We had ended our Tuesday, with no tags left to fill. When we got back to the ranch, the adrenaline had started to dissipate, and we were exhausted. We once again climbed one of three large buttes back behind the ranch house, to spend some time decompressing. Chance took a gun, in case we saw that pesky coyote, but there was never any real effort trying to find it. There wasn’t much said, and there was a whole lot or beauty to look at, so we just sat and looked off at the sunset, compiling our thoughts of the day, and feeling relieved that the pressure was off, long before the last day of our trip.

The following day, on Wednesday, we started the process of butchering our animals. This is where you put in the time and the hard work that quickly reminds you of the biggest reason you are a hunter. We hunt for the food that it provides, and we have a personal connection to this food. We share this meat with our friends and family, and occasionally strangers. We relive the hunt and tell the stories over meals that these beautiful animals have provided. Hunting isn’t the act of going out and killing an animal just because you can. For us, hunting is a process, it is an experience that connects us to our food and brings us closer to nature. Telling the stories in a way that inspires others, whether non-hunters or new hunters, to maybe venture out and explore the possibilities of what the out of doors is all about, is important to me, and I feel it is crucial to help others open their minds to something they may not be familiar with in the present. We hunt for the challenge, we hunt for the opportunity to explore this country’s public lands, and most importantly we hunt for the food it provides us throughout the year. 

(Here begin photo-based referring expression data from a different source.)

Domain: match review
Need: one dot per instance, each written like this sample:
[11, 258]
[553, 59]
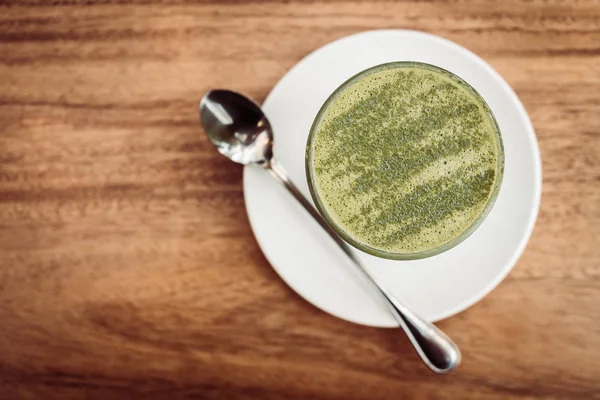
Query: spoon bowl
[237, 127]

We went out to hunt public land not knowing what we might find. We not only embraced the “suck”, but we endured it. Our friend Tim went out on Thursday night and shot one of those monster bucks behind the buttes at the ranch. We helped him drag it out, I took his photos for him, and I held a leg while he dressed it out. This buck was magnificent, it was stout, it still had velvet clinging to the tips of his antlers. He was everything you dream of, when you think of a Wyoming mule deer.

         
But he wasn’t the deer for me. The deer for me, was the deer I stalked and waited for, for so long on Tuesday. I couldn’t be more proud of our Wyoming hunt this year. I am thankful for the animals, thankful for our dear friends and their hospitality, and thankful for the public lands that made all of it possible. Maybe in a weird way, I am most thankful for the smell of the sagebrush, and the year long wait I endure before I can open that truck door, to that familiar smell that lets me know that we are back in Wyoming, once again.